Logan cerró los ojos por un momento, la mandíbula trabada.
—Yo hice de todo para encontrar a nuestra hermana, Hunter. Revisé archivos, soborné oficiales... pero ellos escondieron los rastros de ella muy bien. Yo nunca paré de buscar.
Hunter asintió levemente, un gesto de agradecimiento silencioso, antes de continuar su trayectoria de horror.
—Fue a partir de ahí que pasé a odiarlos tanto, a Dylan como a Connor. A los dieciocho años, ellos me arreglaron un matrimonio. Viví cinco años con ella, intentando construir algo en medio de aquel infierno. Pero, como no tuvimos hijos, ellos la mataron. Alegaron que ella era estéril y, por lo tanto, inútil para el linaje MacGyver.
Él soltó una risa amarga, que sonó como vidrio quebrado.
—Aquellos idiotas nunca pararon para pensar que el problema podría ser yo. Que yo podría ser el estéril o el infértil, y no ella. Ellos mataron a una mujer inocente por pura arrogancia biológica.
Hunter miró a Chloe, que oía todo con las manos cubriendo la boca, y después a Logan.
—Yo nunca fui el Don de verdad, a pesar de ser el verdugo de ellos. Yo era apenas la lámina que ellos usaban para el trabajo sucio. Pero el mayor error de ellos fue mandarme para acá, creyendo que yo aún era el fantoche que ellos crearon. Mi único objetivo hoy es destruir cada pilar de aquella mafia.

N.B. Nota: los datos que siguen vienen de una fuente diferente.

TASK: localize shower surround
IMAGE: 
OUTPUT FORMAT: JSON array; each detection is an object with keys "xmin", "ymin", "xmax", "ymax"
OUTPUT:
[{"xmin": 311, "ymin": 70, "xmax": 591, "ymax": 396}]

Él extendió la mano para el hermano, un gesto de lealtad que ultrapasaba los lazos de sangre.
—Logan, yo quiero aliarme a ti. Yo tengo soldados infiltrados, hombres que son leales a mí y no a nuestro padre o a nuestro abuelo. Vamos a usar el Cártel y mis piezas dentro de la Mafia para quemar todo lo que ellos construyeron.
Logan apretó la mano de Hunter con fuerza, sellando el pacto.
—La manada creció, hermano. Vamos a darles el fin que ellos merecen.
Maya y Chloe se entremiraron. Ellas no eran más apenas víctimas de Salvatore; ahora, eran las reinas de una guerra que estaba a punto de explotar.